If you know JSF already, ADF Faces will be just a walk by the lake for you.
However, in articles on this site I’ll assume you have no experience with JSF.
This is the #1 post of this blog. I’m gonna spend a little time explaining what you will see in this blog in the future.
1. What is this site all about?
Generally, this purpose of this site is to teach people how to use Oracle ADF Faces framework to create J2EE application.
2. Why Oracle ADF Faces?
First of all, it’s a Oracle product and I’m working for Oracle. ‘
Secondly, I do believe a JSF implementation like ADF Faces together with Oracle JDeveloper will move J2EE web app developers a step closer to the Rapid Application Developer (RAD) goal. It will definitly boost the productivity if you know it well.
3. Why without Databinding?
If you know Oracle’s ADF product, you will understand that besides ADF Faces, there is another major ingredient in the ADF framework – the ADF Data Binding mechanism. The existance of ADF Data Binding is to enable utimate drag&drop style development when building a data driven application. It will release you from the burden of manually plumbing the UI component with the underlying business service layer and handles the UI events for you automatically.
But the ADF Data Binding is a sword with two sides.
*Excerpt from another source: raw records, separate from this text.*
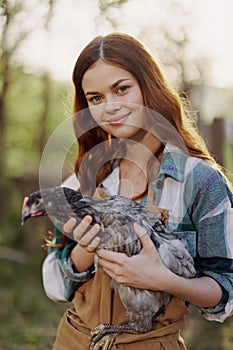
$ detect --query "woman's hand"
[63,215,100,272]
[98,224,222,307]
[63,215,100,253]
[97,223,170,290]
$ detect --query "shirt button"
[156,180,163,190]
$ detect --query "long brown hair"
[73,33,230,193]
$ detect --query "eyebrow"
[85,78,130,96]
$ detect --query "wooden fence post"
[210,118,224,165]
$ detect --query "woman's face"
[82,60,145,138]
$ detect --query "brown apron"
[53,190,188,350]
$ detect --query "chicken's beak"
[21,213,32,226]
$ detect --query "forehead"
[82,60,136,91]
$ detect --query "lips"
[108,112,131,126]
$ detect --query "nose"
[105,97,121,114]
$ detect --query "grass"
[0,256,233,350]
[0,254,67,350]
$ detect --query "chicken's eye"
[35,199,40,206]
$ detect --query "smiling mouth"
[108,112,131,125]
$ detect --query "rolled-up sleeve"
[42,227,94,302]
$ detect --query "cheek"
[89,105,104,124]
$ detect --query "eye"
[116,85,130,95]
[88,95,103,105]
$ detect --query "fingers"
[134,222,155,249]
[63,215,100,253]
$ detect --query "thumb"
[134,222,154,249]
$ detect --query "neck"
[124,133,164,169]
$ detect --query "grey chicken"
[21,187,196,350]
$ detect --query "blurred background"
[0,0,233,350]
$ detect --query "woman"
[44,33,233,350]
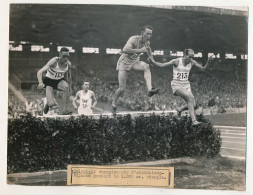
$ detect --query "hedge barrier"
[7,114,221,173]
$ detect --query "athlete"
[73,82,97,115]
[148,49,213,125]
[37,47,71,114]
[112,25,159,114]
[39,97,59,116]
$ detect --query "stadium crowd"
[8,58,247,117]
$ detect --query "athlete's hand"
[37,83,45,89]
[208,55,214,61]
[140,46,148,53]
[147,46,153,57]
[147,56,155,63]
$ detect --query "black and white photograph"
[2,2,250,193]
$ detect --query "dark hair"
[141,25,153,31]
[184,49,194,56]
[60,47,69,52]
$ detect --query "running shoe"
[148,88,160,97]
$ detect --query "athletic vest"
[120,35,149,63]
[173,58,192,82]
[46,57,68,80]
[80,90,92,109]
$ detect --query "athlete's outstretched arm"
[37,58,56,89]
[192,56,213,71]
[67,62,72,95]
[148,57,177,67]
[72,91,80,109]
[122,37,149,54]
[91,92,97,108]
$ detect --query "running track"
[214,126,246,160]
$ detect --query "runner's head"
[59,47,69,63]
[82,81,90,90]
[141,25,153,41]
[184,49,194,64]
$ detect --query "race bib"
[174,71,189,81]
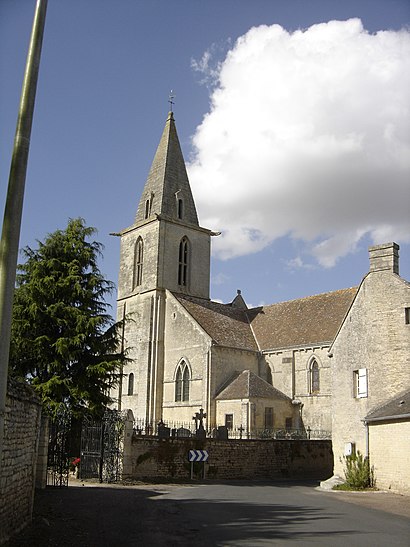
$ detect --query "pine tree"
[10,219,124,415]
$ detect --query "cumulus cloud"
[188,19,410,267]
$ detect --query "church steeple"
[118,112,213,300]
[135,112,199,226]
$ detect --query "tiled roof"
[216,370,290,401]
[365,391,410,422]
[247,287,357,350]
[174,293,258,351]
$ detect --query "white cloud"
[188,19,410,266]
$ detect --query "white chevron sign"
[188,450,208,462]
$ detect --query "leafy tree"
[10,218,124,415]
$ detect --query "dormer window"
[132,237,144,289]
[177,199,184,220]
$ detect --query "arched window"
[128,372,134,395]
[266,365,273,386]
[133,237,144,289]
[178,237,189,287]
[309,359,320,393]
[178,199,184,219]
[175,361,190,401]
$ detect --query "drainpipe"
[362,420,370,459]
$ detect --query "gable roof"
[365,391,410,423]
[173,287,357,351]
[173,293,258,351]
[247,287,357,350]
[215,370,291,401]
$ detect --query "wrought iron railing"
[134,419,332,440]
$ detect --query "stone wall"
[0,381,41,544]
[127,437,333,480]
[369,421,410,495]
[331,271,410,476]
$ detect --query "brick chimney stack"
[369,243,400,275]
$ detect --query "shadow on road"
[6,483,410,547]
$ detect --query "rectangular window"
[353,368,367,399]
[265,407,273,429]
[225,414,233,429]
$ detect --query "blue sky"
[0,0,410,312]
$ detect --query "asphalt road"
[6,482,410,547]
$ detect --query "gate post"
[122,409,134,480]
[36,410,49,489]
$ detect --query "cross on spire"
[168,89,175,112]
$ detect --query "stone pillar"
[122,409,134,480]
[35,412,49,488]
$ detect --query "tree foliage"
[10,219,124,415]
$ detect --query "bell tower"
[117,112,212,422]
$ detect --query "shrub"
[343,450,375,490]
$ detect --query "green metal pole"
[0,0,47,467]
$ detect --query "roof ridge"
[245,286,359,311]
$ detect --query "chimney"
[369,243,400,275]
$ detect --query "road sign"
[188,450,208,462]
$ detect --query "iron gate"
[47,406,71,486]
[80,410,126,482]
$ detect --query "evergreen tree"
[10,219,124,415]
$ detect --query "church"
[113,112,410,492]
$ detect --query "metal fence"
[134,419,332,440]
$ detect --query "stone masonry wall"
[0,381,41,544]
[124,437,333,480]
[332,271,410,476]
[369,421,410,495]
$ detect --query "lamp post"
[0,0,47,466]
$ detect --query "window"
[309,359,320,394]
[128,372,134,395]
[175,361,190,401]
[133,237,144,289]
[178,237,189,287]
[353,368,367,399]
[265,407,273,429]
[225,414,233,430]
[178,199,184,219]
[266,365,273,386]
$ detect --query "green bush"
[343,450,375,490]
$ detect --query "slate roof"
[247,287,357,350]
[365,391,410,422]
[216,370,291,401]
[174,293,258,351]
[135,112,198,226]
[174,287,357,351]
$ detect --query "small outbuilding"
[364,391,410,494]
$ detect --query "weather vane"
[168,89,175,112]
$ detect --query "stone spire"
[135,112,199,226]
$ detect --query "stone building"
[329,243,410,492]
[113,112,410,458]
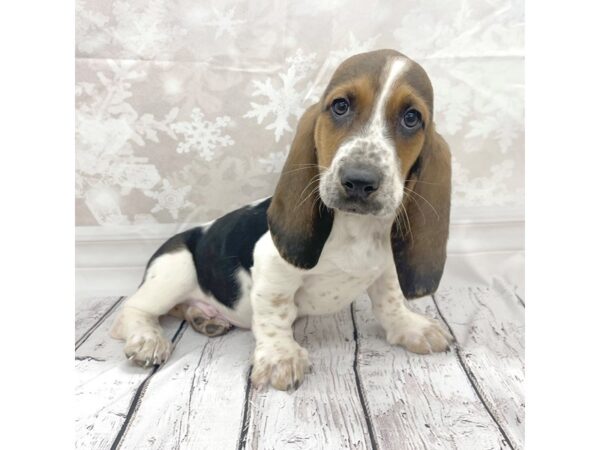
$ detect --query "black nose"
[340,167,381,200]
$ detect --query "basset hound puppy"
[112,50,452,390]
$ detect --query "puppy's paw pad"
[251,344,311,391]
[124,330,172,367]
[190,316,231,337]
[387,312,454,355]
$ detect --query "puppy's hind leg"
[111,249,197,367]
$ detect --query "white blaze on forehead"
[368,58,409,130]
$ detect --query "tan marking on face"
[315,75,376,168]
[385,84,431,180]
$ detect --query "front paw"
[386,312,454,355]
[124,328,173,368]
[251,342,310,391]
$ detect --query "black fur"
[269,205,333,269]
[148,198,271,308]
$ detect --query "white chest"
[294,214,391,315]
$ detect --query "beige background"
[76,0,524,227]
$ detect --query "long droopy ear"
[267,104,333,269]
[392,129,451,298]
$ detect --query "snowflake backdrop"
[75,0,524,226]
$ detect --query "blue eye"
[402,108,422,129]
[331,98,350,116]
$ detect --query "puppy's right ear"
[267,104,333,269]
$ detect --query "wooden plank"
[75,309,181,450]
[491,278,525,308]
[119,327,254,450]
[245,309,370,450]
[355,295,510,450]
[435,287,525,448]
[75,297,123,345]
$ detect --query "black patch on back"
[188,198,271,308]
[142,198,271,308]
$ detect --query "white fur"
[113,58,451,389]
[319,57,410,216]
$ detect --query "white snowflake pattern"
[75,60,178,202]
[144,180,194,219]
[258,149,290,173]
[203,6,246,39]
[244,49,316,142]
[452,158,523,206]
[112,0,187,59]
[171,108,235,161]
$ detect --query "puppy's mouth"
[323,196,384,216]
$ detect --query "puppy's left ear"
[392,124,451,298]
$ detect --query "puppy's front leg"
[251,276,310,391]
[367,262,453,354]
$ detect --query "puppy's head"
[314,50,433,216]
[268,50,450,297]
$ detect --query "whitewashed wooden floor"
[75,286,525,450]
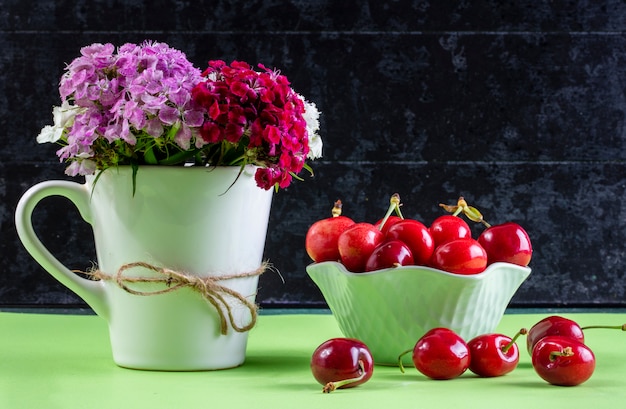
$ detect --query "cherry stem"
[502,328,528,353]
[398,348,413,373]
[378,193,404,231]
[322,359,366,393]
[331,199,343,217]
[550,347,574,362]
[581,324,626,331]
[439,196,491,228]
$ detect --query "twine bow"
[87,261,269,335]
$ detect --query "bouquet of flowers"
[37,42,322,189]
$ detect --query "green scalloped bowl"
[306,261,531,365]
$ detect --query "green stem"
[322,359,366,393]
[581,324,626,331]
[398,348,413,373]
[502,328,528,354]
[378,193,404,231]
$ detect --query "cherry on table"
[532,335,596,386]
[398,327,470,380]
[467,328,527,377]
[526,315,626,354]
[311,338,374,393]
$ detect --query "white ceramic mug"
[15,167,272,370]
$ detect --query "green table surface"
[0,312,626,409]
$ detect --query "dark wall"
[0,0,626,307]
It does save you time from writing some event-handling code. On the other hand, it is not like a breeze to learn how to use Data Biniding. What makes the situation more complicated is that the ADF Faces (or the JSF) is also not as easy as some of the old popular frameworks like Struts. You can imagine, what happens when you have to mix the two at the same time, not to mention you have to know the ADF Business Component or EJB which serves as the Business Service Layer as required by the Data Binding.
So this site is determined to devote to the pure ADF Faces (JSF) way of programming.